Grunlek essuya une larme vagabonde au coin de son œil. Théo, plus impatient, se pencha à l'oreille de Balthazar pour demander une énième fois s'ils allaient être payés maintenant. Quelques légers applaudissements retentirent parmi les convives, émus par son discours. Très vite, chacun reprit ses activités.

Le nain se retourna vers le buffet où l'odeur de maïs grillé lui retournait le cerveau depuis plusieurs minutes maintenant. Théo le rejoignit après quelques secondes, et, alors qu'il allait saisir un biscuit, Grunlek lui bava sur la manche. L'atmosphère s'alourdit brusquement entre les deux aventuriers.

Balthazar, que l'alcool commençait à faire perdre la tête, chercha autour de lui pour la demoiselle qu'il avait laissé en plan pendant le discours. À la place, son regard s'arrêta brièvement sur Aledan, le cousin de Vendis. Il se tenait à l'écart, et applaudissait d'une manière assez peu convaincante. Shinddha l'avait remarqué lui aussi. Il avait surtout remarqué l'étrange fiole qu'il tenait dans les mains, dont il déversait le contenu dans son vin. Il vida le verre aussitôt, d'une seule traite.

Ragnar s'assura que les convives se portaient bien, puis s'approcha du mage, toujours perturbé par ce qu'il venait de voir. Il posa une main sur son avant-bras.

« J'aimerais me concerter avec vous et vos amis s'il vous plaît. Dans quelques minutes. Rejoignez-moi dans la salle arrière, j'ai quelques petites choses à vous dire. Pouvez-vous les avertir ?

— Oui, bien sûr.

— Merci. Comme l'a dit Vendis, je vous suis redevable, et j'aimerais bien concrétiser tout cela. »

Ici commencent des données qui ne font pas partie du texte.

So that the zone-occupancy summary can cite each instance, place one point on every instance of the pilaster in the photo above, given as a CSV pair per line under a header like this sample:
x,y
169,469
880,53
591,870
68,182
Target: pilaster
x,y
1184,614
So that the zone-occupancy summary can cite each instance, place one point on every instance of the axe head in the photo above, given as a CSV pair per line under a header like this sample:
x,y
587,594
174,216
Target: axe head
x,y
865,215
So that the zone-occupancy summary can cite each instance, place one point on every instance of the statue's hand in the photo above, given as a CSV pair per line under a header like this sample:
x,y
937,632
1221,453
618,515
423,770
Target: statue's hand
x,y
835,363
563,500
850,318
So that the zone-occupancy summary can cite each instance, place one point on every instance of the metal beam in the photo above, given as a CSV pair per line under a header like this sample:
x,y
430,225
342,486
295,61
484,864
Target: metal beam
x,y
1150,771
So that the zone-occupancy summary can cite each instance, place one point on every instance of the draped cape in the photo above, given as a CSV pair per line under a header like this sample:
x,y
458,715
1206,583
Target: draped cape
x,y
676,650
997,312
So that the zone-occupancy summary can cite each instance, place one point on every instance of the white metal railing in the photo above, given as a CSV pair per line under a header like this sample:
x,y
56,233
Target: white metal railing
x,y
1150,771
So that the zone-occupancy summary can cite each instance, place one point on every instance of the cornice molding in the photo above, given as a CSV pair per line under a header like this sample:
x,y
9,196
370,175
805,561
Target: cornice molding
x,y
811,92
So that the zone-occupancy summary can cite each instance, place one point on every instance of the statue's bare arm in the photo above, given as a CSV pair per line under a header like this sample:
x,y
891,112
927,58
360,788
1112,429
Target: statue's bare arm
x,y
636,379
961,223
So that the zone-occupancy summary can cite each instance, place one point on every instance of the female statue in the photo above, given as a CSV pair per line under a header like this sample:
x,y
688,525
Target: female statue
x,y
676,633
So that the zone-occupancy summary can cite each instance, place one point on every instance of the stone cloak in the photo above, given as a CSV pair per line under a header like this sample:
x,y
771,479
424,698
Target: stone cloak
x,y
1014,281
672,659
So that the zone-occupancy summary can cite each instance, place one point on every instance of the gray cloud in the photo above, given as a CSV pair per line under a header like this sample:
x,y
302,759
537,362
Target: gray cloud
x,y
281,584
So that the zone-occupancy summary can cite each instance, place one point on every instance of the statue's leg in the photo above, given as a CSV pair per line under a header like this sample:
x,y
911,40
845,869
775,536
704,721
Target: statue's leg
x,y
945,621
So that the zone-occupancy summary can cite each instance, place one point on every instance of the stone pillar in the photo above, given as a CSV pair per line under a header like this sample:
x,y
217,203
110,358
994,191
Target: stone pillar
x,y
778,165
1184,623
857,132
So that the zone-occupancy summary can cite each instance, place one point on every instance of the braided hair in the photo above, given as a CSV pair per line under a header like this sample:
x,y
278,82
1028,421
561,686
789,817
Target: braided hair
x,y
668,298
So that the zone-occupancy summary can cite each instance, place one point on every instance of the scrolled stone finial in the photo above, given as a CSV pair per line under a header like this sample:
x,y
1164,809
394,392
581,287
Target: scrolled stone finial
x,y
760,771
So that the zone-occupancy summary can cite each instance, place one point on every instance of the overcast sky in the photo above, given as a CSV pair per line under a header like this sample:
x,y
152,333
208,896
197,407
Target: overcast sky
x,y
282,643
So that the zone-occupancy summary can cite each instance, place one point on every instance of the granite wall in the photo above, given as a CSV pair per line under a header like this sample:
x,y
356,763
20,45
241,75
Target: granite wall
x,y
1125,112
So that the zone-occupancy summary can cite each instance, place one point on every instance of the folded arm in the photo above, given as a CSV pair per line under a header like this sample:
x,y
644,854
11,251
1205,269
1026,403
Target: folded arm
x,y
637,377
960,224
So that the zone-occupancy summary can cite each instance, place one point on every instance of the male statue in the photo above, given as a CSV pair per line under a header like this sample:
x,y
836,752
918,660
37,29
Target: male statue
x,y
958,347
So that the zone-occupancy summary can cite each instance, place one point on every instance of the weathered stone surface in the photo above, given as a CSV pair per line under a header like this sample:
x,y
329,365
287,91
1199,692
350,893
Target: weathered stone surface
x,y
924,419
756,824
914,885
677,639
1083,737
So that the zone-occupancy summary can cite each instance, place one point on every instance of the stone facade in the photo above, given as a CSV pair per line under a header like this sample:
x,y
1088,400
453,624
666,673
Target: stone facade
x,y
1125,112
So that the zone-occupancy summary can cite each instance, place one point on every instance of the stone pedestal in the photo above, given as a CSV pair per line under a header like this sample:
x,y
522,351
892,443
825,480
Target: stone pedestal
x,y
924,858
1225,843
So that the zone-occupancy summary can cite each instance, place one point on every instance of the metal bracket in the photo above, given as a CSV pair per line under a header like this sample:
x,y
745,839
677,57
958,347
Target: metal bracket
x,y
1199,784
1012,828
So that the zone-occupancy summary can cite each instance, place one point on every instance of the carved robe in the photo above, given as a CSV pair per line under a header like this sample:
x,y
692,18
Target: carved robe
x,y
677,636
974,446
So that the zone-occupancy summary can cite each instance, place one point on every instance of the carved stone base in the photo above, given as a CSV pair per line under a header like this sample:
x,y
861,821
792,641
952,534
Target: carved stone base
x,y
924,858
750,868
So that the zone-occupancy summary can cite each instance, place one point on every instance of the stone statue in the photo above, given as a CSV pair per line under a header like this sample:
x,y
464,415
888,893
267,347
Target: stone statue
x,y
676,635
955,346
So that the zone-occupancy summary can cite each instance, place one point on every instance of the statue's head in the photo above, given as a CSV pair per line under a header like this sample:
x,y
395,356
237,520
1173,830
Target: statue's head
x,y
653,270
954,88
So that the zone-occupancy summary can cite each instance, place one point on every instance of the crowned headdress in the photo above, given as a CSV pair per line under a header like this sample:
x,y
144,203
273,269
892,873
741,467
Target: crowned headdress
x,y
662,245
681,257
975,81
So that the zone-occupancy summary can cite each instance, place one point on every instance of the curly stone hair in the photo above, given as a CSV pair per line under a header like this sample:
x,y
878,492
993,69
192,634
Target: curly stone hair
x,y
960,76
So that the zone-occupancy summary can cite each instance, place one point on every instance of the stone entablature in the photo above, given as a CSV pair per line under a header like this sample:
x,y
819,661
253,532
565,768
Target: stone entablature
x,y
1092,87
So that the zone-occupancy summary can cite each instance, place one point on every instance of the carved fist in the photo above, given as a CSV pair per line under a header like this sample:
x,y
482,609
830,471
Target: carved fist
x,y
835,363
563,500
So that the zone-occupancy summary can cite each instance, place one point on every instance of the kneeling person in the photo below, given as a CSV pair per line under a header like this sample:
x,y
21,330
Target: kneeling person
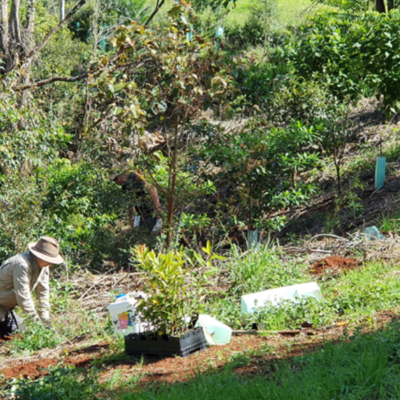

Le pyromage s'exécuta. Il se rapprocha de Shin et lui fit part de la demande du duc. Shin hésita, et confia au mage ce qu'Aledan avait fait. Le pyromancien balaya son problème de la main, prétextant probablement une tentative d'alcooliser un peu plus son verre. Le noble n'était pas bien plus âgé que Vendis : il restait un adolescent instable et capricieux, peu importait son éducation. Malgré tout, l'archer préféra rester en arrière pour continuer à surveiller. Il demanda simplement au mage de lui trouver un arc de bonne constitution si jamais ils devaient recevoir une récompense.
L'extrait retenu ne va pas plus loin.